The code for this implementation can be seen here
Execution
Compile:
nvcc SGD_CUDA.c functions.c -o program.out -lcublas
The ‘-culblas’ flag indicates we want to make cuBLAS functions available. I advise using the docker image provided by NVIDIA.
This command produces a program.out file, which we can then run using the following command:
./program.out <train_rows> <columns> <validation_rows> <batch_size> <number_of_iterations> <optimizer> <beta1> <beta2> <epsilon>
Beta 1, Beta 2 and epsilon values are used for the ADAM and AMSGrad optimizers.
Results
Time to convergence
Sequential vs CUDA - 128 batch size
As can be seen in the previous plot, the SGD implementation on CUDA was much faster than the sequential implementation.
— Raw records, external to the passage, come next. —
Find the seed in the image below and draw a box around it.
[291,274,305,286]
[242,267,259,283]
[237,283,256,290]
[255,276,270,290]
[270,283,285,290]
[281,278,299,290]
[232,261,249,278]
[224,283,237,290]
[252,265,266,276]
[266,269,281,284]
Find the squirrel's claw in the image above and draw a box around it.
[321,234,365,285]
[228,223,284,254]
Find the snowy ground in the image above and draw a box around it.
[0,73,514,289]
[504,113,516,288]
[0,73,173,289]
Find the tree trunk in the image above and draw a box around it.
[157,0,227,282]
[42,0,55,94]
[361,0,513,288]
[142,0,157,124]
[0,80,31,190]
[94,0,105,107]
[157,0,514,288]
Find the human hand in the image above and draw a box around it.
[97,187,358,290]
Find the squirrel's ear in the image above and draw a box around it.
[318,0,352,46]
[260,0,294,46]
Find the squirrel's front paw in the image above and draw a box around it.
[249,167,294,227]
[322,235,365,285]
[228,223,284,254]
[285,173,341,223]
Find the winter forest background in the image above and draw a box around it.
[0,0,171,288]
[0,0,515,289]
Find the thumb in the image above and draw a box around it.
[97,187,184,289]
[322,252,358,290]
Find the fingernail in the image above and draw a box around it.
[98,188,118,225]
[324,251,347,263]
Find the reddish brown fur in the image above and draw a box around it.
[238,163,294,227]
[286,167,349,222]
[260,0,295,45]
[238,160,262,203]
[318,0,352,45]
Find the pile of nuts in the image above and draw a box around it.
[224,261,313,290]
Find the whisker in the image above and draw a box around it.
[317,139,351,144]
While the CUDA implementation took around 0.6 seconds to reach the minimum, sequential implementation took close to 6.25 seconds to reach the same point. This happens both for the train and the test set.
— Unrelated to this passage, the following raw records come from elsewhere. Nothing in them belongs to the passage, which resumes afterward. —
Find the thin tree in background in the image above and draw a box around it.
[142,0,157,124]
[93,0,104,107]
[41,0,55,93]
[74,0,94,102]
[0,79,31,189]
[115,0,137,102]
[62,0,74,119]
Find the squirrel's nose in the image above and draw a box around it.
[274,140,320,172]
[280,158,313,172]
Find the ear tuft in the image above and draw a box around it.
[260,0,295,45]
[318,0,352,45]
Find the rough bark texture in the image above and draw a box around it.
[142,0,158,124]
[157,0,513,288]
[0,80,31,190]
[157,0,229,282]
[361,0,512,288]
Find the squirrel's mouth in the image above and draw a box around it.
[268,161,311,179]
Sequential vs CUDA - batch size = all data
A similar phenomenon happens when using all the data to calculate the gradient in each iteration. The CUDA implementation is much faster for both the training and test data sets.
SGD, ADAM and AMSGrad comparison
For this plot, each algorithm was trained with grid search and then manually for their different parameters. We can see that ADAM reaches the minimum faster than SGD (named CUDA in the plot) and AMSGrad, however, the difference is minimal. The use of these algorithms is not ideal for ‘easy’ problems like this and are more often used for problemns with multiple local minima. It would be interesting to test them for problems with these challenges.
Next steps
- This exercise was run using a laptop with an NVIDIA GeForce GTX 1060 card, it would be interesting to see how performance varies with other cards, for example Tesla V100 which Amazon have.
- Test with different datasets to prove implementation robustness.
- Further optimize code to speed up timing. For sections regarding calculations in ADAM and AMSGrad we transfer vectors (39 elements) back and forth from the GPU. Even though a vector of this dimension is small in size, ideally I would minimize as much data transfer between GPU and CPU as possible.